I'm a developer and I've been in this industry for 13 years and then Mondays, they're not always great! 😅
Have you ever had what I like to call a "mid developer life crisis", where you start questioning things like:
"Why are we copying X Y Z companies if their tech implementations and architecture are totally different than ours?"
hold your thoughts for a second and let me explain first
I'm not against trends or following another company's tech implementations, I simply don't agree with the approach of "Let's do it because X Y Z are doing it".

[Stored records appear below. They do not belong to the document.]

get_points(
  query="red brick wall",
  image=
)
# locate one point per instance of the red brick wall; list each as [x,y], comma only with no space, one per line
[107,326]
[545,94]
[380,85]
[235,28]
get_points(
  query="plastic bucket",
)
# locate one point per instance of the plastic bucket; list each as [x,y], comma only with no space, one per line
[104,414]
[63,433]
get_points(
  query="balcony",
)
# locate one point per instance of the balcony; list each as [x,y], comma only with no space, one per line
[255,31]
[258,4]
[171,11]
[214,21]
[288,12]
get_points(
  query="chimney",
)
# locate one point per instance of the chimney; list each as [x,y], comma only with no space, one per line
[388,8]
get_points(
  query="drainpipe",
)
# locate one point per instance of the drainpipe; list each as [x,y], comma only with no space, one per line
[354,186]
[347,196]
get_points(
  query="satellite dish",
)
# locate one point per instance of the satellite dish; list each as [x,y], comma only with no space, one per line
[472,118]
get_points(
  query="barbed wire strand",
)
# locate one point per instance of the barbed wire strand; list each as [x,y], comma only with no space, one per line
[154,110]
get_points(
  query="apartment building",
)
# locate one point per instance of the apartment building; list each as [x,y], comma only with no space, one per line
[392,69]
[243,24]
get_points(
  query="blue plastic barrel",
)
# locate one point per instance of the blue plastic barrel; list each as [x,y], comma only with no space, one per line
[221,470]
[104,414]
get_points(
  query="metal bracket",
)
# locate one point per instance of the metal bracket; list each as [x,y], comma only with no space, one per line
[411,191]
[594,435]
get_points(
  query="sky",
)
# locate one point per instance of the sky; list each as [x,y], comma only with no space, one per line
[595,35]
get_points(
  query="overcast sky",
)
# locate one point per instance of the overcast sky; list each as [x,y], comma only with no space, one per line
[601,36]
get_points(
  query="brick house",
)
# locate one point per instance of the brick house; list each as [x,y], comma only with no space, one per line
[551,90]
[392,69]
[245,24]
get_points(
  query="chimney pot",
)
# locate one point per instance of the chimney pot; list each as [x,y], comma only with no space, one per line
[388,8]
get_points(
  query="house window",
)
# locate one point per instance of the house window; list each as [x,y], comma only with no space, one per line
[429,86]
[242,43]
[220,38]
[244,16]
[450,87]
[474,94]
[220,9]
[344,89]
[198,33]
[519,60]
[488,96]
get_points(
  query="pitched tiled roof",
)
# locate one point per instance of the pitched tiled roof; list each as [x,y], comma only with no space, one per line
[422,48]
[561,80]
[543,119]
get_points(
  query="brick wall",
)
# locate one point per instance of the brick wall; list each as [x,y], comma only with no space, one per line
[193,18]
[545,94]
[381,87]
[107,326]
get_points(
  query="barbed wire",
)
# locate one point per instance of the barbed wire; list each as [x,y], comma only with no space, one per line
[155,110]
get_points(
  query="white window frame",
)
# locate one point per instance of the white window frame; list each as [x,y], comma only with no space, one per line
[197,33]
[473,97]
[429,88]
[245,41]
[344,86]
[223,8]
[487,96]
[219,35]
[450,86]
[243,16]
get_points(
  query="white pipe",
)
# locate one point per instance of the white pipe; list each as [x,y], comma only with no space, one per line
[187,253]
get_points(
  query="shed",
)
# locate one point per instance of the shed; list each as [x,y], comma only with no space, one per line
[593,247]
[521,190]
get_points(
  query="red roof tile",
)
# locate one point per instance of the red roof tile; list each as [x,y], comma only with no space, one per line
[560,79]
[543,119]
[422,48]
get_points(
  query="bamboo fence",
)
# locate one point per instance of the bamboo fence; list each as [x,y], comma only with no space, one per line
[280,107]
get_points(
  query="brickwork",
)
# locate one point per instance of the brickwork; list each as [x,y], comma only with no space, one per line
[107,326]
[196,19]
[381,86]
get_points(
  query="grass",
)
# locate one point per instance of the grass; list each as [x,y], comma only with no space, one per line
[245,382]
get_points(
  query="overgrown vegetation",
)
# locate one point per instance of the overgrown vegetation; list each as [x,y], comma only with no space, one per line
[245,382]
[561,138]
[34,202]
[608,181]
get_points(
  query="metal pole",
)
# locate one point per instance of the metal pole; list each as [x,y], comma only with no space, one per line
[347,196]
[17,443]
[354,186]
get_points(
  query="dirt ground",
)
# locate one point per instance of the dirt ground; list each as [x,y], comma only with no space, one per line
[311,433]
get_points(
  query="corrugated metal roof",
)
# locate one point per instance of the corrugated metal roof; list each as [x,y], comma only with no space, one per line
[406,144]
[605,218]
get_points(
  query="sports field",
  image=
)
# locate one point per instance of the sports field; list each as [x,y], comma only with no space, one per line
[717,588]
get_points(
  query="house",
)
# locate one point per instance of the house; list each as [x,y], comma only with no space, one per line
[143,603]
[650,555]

That's not how it works, you cannot force one's architecture, solutions and tech implementations to fit yours and your business necessities without first assessing if it makes sense, the risks involved, is it doable, the costs, the time, the pros and cons, etc.
"Why do I feel like a code monkey?"
We are the caretakers of the codebase, we read and write lines of code every single day, we know the code, the risks, the architecture, the time we need to implement a feature, the product, the business model, etc.
So shouldn't we make tech decisions, instead of being told how to do our job?
"Why aren't we addressing the tech debt?"
We all have been there! Raise your hand if you get antsy because there's no time to fix tech debt. 🙋🏻♀️
Tech debt is nasty and pesky "little" thing and the longer it's ignored and not addressed, the higher the risk of compromising the product and business.
Developers need to address tech debt and improve the quality of the code and companies should highly promote this.
So what can we do?
These are a few of the things I do when I have this "mid developer life crisis"
- Be professional (always) and do your job as best as you can
- Approach your manager and explain your concerns
- Don't point fingers or criticise, instead
- Propose solutions and offer your help (easier said than done, I know).
- Take initiative and push for the things you think the company could benefit from
If you are really unhappy and feel like you're not growing as an individual and professional, then
- Start looking for a new job. I'm sure your skills, expertise and work will be of great value and use in another company.
- Get some side projects to keep you motived. Not only are you learning new things, you're also exploring other languages, tech stack, tools, frameworks and expanding your "toolbelt" or "toolkit".
- Get a few hobbies to help you unwind and relax, at least you won't dwell in "Why this?", "Why that?" that you might ask yourself 300 times a second. 😂
- Talk to a friend, it helps more than you think.
- And most important of them all. It's just a job don't let it affect you and your personal life to a point were you could burnout.
No company is perfect but if you express your concerns, propose improvements, offer your help and take initiatives, there's still hope for a better working environment.